Every night before bed I go to each of the kids’ rooms. I check on the boys first. I go into their bedroom, with their cribs six feet apart, and stare at them long enough to confirm that I see their chests moving. I don’t doubt they are breathing, but I appreciate visual validation. I don’t stay for too long because, while they can sleep through each other’s screaming, they tend to wake at the scent of my desperation for peace and quiet.
Then I go to Eva’s room, my only daughter and oldest. She sleeps in a pile of blankets and pillows on the floor, next to her toddler bed. Since we moved into our house nine months ago, she has refused to sleep in her bed. However, she won’t get rid of it, even though it appears to only be good for holding all of her stuff, which will someday be featured on a show I hope to produce called Toddlers and Hoarders.
Sometimes, after I locate her in her nest of stuffed animals and quilts, I walk over and kiss her forehead. The other night, I stayed in the doorway. I thought, she is such a big girl, in such a big girl’s room.
She is sleeping on a pink rug, Tinker Bell decorations hang from her ceiling, and a tiara and wand litter her dresser. A little over a year ago, I wrote an essay called Mom-Mom, The Princess, and the Hypocrite where I discussed my distaste for Disney princesses and stereotypical expectations based on gender. I vowed to never allow a tiara to grace the head of any of my children, unless it was on a son. I swore off Barbie. And I refused to buy frilly clothing.
And here I am now, tasting the hypocrisy of my words. If they could have flavor, they would be bubblegum and if they could have color, they would be pink and purple. Despite my attempts to keep over commercialized “girl” stuff away from my daughter, she seems to have a sampling of all of it. My attempts were based on the simple fact that I wanted her to be exposed to all toys, ideas, and colors a child should get to experience and not only the ones that society thinks she should have based on her gender.
But about six months ago, she developed a very strong desire to wear pink, princess stuff, and learn all of the names of the Disney Princesses. I don’t know all of their names, so one is called Pouchy. Don’t ask. She wanted pretty dress-up dresses from Santa and last month she wanted a Tinker Bell birthday cake. Her newest infatuation is the princess underwear she picked out at Costco. They also have Hello Kitty and Super Heroes if anyone is wondering.

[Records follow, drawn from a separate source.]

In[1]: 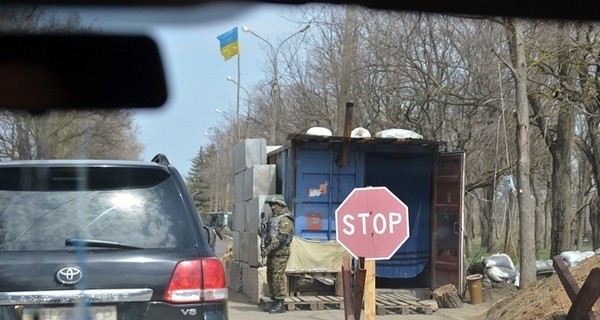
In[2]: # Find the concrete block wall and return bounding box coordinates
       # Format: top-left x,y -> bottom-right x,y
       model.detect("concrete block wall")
242,265 -> 269,304
227,139 -> 276,303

I could have said no to all of it. But I didn’t. Why? Because she doesn’t ask for much. Because all of it makes her happy—I have never seen a kid so excited about underwear. And because on any given day she will want to wear her Wonder Woman costume instead of her princess dress.

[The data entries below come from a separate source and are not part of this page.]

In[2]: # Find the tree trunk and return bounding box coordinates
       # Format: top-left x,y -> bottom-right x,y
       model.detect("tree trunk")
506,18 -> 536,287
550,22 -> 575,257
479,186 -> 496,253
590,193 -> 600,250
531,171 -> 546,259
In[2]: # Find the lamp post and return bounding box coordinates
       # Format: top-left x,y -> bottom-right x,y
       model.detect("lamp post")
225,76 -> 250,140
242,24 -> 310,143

While she has a fondness for stories and characters I can’t stand, she also loves my old Berenstain Bear books and building with blocks and Legos. She is creative and funny. She is a well-adjusted kid and turning into a solid little person.
I will credit this to nature, nurture, and my resistance to handing her gender biased things.
The other night while she was brushing her teeth, she looked at me and said, “Mama, am I pretty?”
After my heart broke a little bit, and after I fought the urge to do my best Aibileen impression and say, “You is kind. You is smart. You is important,” I quickly told her yes. Yes, she is pretty. And kind. And smart. And important. Seriously—if you haven’t read The Help, do it.
I don’t know where she got the notion to ask that question or what her definition of pretty is, but I don’t want it to be based on the packaged crap that is shoved in our daughters’ faces in commercials, books, and magazines.
Yes, I worry too much about this. But I believe it is worth worrying about. I realize that she is only three, but if I can provide a solid foundation of confidence and limitless possibilities, I will. And yes, I believe moderation and limitations to packaged girlhood is one way to do that.
I will say that having only one Barbie or one Tinker Bell makes Eva covet, if not appreciate, her contraband. At all times we know exactly where those things are and they are never taken for granted.
This subject is not the only one that has bent or broken my moral code and it won’t be the last. Parenting makes you do things you don’t always want to do and it forces you to compromise. It also gives you the opportunity to communicate through words and actions. I will continue to read her Disney stories about mermaids and princesses and I will continue to tell her she is beautiful, whether she is wearing a dress, a Super Hero costume, or nothing at all.